То есть попытался. Я хотел стукнуть громко, чтобы доказать этим троим, что не боюсь. Ничего не боюсь. Но что-то произошло, что-то, чего я не ожидал, и молоток издал какой-то вялый бряк.
– А теперь ты должен войти! – закричал Джейми. Я ощутил в его голосе злорадный восторг. Может, они уже были здесь раньше, подумалось мне. И я был не первым, кого они привели сюда.
Но я не сдвинулся с места.
– Нет, вы входите, – сказал я. – Я постучал. Сделал, как вы сказали. Теперь вы заходите. Если не трусите. Покажите, какие вы смелые!
Я знал, что внутрь не пойду. Никогда. Ни сейчас, ни потом.

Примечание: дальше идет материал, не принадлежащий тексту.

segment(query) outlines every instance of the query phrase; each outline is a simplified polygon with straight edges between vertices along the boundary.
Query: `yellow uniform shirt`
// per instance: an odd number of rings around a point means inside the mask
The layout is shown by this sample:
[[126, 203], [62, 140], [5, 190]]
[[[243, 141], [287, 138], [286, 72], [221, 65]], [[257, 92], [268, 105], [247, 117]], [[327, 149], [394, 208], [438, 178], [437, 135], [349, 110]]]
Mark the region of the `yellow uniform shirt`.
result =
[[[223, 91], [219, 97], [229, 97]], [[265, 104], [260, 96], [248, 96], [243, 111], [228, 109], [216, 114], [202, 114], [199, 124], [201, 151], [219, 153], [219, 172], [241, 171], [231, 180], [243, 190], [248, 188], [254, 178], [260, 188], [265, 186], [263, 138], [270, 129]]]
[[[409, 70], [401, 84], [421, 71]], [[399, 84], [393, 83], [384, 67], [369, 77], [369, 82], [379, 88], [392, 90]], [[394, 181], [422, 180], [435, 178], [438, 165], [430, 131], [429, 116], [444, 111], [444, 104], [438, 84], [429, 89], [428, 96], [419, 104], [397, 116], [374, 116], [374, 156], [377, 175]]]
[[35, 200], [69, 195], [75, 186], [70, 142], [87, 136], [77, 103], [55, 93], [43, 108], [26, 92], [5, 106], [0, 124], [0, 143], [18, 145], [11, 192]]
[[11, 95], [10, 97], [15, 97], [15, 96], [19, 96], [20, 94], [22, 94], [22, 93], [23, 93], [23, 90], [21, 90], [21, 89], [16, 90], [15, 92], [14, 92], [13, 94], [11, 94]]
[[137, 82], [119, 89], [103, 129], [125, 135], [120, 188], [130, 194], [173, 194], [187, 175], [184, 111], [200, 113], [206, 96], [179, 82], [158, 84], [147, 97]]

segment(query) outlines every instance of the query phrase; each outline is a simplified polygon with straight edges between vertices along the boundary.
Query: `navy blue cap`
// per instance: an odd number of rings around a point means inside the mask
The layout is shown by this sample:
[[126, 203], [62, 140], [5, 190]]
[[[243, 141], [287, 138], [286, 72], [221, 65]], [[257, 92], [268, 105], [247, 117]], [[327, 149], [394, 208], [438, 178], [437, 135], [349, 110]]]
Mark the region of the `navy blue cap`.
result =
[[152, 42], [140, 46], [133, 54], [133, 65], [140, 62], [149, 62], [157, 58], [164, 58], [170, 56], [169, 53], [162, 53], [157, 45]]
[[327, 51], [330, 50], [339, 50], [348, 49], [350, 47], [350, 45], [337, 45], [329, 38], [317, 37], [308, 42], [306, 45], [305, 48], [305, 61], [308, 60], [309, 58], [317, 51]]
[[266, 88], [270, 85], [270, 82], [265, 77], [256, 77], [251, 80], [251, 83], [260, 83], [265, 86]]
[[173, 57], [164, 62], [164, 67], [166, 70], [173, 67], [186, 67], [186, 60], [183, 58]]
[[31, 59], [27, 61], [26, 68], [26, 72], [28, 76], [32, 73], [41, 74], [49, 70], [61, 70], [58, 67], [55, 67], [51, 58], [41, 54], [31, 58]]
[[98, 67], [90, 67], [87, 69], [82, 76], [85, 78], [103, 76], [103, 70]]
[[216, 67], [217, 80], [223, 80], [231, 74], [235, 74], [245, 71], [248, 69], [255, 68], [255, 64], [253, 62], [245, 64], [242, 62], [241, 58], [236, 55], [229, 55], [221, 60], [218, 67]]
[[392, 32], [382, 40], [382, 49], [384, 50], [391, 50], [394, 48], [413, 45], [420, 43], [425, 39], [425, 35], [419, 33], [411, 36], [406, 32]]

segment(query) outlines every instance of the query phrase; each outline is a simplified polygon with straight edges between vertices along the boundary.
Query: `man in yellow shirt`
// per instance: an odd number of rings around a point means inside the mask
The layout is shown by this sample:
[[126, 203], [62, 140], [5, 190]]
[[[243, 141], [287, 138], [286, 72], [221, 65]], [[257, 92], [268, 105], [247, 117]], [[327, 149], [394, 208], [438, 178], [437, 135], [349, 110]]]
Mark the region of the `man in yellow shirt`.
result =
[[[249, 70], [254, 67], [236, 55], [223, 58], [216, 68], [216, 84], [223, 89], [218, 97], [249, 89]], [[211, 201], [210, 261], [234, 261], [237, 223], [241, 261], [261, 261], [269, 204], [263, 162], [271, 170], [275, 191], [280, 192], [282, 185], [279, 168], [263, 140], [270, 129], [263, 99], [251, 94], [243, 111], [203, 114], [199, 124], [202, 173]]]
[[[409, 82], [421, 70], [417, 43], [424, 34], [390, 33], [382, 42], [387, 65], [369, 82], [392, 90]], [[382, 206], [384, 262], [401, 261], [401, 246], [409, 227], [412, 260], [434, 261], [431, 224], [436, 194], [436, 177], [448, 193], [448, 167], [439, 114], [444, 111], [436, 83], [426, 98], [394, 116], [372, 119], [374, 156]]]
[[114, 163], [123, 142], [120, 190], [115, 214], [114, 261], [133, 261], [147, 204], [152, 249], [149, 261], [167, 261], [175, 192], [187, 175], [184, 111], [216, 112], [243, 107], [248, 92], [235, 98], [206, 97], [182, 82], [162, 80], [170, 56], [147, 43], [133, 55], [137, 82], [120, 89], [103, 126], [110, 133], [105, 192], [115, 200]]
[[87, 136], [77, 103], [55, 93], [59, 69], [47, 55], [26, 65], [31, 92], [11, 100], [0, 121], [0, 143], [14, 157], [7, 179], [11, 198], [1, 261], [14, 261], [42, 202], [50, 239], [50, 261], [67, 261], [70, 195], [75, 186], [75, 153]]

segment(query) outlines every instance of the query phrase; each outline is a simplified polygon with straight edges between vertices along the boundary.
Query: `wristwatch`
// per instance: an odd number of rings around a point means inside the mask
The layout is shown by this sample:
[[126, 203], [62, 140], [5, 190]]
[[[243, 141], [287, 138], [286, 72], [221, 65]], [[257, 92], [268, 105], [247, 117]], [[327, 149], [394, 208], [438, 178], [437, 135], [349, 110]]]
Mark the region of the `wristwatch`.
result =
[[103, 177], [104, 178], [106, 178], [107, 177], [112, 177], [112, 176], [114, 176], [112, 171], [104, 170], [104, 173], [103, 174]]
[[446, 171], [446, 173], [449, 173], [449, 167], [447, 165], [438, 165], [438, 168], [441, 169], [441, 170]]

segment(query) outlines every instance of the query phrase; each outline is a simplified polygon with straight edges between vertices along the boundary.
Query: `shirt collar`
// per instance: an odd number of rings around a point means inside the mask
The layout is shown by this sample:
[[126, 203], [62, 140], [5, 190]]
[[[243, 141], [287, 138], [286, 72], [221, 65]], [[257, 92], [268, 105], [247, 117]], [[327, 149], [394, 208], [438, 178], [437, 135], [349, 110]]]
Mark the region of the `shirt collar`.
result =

Я почувствовал, как что-то двинулось, как молоток шевельнулся под моей рукой, когда я хотел стукнуть этим лыбящимся бесенком по двери. Тогда я был еще маленьким и доверял собственным ощущениям. Они молчали. Они не двигались.
Потом, очень медленно, дверь распахнулась. Они, должно быть, решили, что это я ее открыл. Дернул, когда стучал. А я не дергал. Точно не дергал. Она открылась потому, что была готова открыться.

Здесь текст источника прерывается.